According to the above embodiment, the filter circuit 28, which eliminates noise in the input current to the inverter 24, is constituted by two components, namely the coil 29 and the capacitor 30. However, a filter circuit in which a different number of components are connected, a different type of component is used, or arrangement of components is made in a different way, may be used alternatively.
According to the above embodiment, the inverter 24 incorporates therein the filter circuit 28, the current sensor 31 and the controller 32. According to the present invention, however, one, or two, or all of these components may be provided in the electric compressor 20 separately from the inverter 24.
According to the above embodiment, a three-phase DC motor is used as the electric motor 23. According to the present invention, however, any other electric motors may be used as long as they are controlled by PWM by an inverter.

Claims

What is claimed is:

1. An electric compressor for a vehicle having an electric motor which generates electric power for compressing refrigerant gas, an inverter which controls drive power of the electric motor with the use of the pulse width modulation, and a filter circuit which eliminates noise in an input current to the inverter, comprising:

a current sensor provided between the filter circuit and a terminal of the electric compressor that is connected to an in-vehicle power source; and

a controller which variably sets a carrier frequency of the inverter according to a frequency of a ripple component in a current measured by the current sensor.
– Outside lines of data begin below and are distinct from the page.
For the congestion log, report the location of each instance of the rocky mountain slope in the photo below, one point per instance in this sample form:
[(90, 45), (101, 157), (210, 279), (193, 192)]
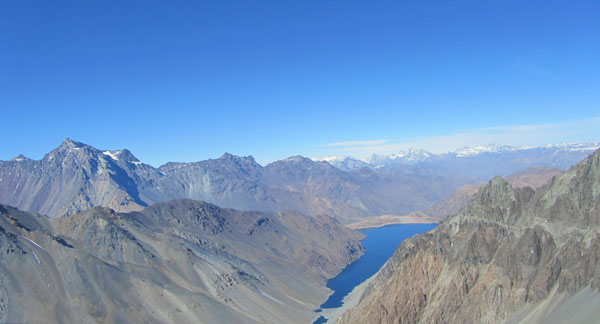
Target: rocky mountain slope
[(181, 261), (511, 254), (76, 177), (533, 177)]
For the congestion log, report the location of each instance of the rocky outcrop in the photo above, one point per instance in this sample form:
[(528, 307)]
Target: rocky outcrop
[(534, 177), (181, 261), (505, 256)]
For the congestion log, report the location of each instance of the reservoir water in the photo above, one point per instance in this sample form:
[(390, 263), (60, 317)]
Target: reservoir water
[(380, 244)]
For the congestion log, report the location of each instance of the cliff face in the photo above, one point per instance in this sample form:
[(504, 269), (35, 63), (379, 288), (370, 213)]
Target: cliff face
[(182, 261), (507, 255)]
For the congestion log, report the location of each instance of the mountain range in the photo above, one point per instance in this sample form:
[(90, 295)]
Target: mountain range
[(181, 261), (75, 177), (512, 255), (483, 162)]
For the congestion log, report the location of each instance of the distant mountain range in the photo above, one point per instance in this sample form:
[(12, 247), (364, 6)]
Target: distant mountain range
[(483, 162), (75, 177), (510, 255)]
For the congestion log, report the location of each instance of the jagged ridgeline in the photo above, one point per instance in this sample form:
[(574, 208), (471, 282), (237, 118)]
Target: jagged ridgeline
[(510, 255), (182, 261), (75, 177)]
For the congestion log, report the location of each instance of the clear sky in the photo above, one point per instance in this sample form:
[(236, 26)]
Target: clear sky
[(187, 81)]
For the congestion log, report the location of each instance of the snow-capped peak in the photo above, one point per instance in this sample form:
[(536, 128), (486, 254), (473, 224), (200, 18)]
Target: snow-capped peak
[(112, 154), (492, 148)]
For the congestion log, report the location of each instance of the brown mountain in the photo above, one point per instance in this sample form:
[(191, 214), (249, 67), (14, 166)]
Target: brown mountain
[(511, 254), (181, 261), (533, 177), (75, 177)]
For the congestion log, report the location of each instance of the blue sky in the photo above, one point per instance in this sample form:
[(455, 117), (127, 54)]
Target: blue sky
[(189, 81)]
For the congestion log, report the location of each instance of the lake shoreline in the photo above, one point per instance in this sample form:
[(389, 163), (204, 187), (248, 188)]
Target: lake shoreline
[(347, 287)]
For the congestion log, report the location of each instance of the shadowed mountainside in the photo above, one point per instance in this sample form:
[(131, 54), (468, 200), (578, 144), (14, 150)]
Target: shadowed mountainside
[(510, 254), (174, 262), (76, 177)]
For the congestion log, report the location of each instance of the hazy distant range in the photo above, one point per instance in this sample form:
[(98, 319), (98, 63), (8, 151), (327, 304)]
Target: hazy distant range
[(75, 177)]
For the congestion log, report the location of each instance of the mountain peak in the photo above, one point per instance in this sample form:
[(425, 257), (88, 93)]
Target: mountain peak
[(245, 159), (19, 157)]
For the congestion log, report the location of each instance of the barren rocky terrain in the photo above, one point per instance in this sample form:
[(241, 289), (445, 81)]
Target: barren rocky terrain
[(511, 254)]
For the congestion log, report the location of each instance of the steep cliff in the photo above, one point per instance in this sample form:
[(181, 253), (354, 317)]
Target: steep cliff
[(182, 261), (510, 255)]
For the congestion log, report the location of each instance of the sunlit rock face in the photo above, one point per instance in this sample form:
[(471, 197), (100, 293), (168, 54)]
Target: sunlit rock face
[(510, 254)]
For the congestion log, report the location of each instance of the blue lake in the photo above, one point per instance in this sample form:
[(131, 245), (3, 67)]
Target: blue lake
[(380, 244)]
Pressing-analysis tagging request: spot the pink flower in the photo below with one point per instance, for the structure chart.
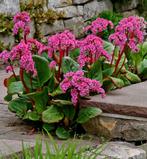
(99, 25)
(21, 21)
(129, 31)
(79, 85)
(9, 69)
(52, 64)
(91, 48)
(64, 41)
(5, 55)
2. The electric compressor according to claim 1, wherein

when the frequency of the ripple component in the current measured by the current sensor is N-times or one-Nth the carrier frequency of the inverter, the controller modifies the carrier frequency of the inverter, where N is an arbitrary natural number.

3. The electric compressor according to claim 1, wherein

when the frequency of the ripple component in the current measured by the current sensor coincides with the carrier frequency of the inverter, the controller sets the carrier frequency of the inverter so as not to coincide with the frequency of the ripple component in the current; and

when the frequency of the ripple component in the current measured by the current sensor does not coincide with the carrier frequency of the inverter, the controller does not modify the carrier frequency of the inverter.

4. The electric compressor according to claim 1, wherein the controller variably sets the carrier frequency of the inverter prior to a start of the electric motor.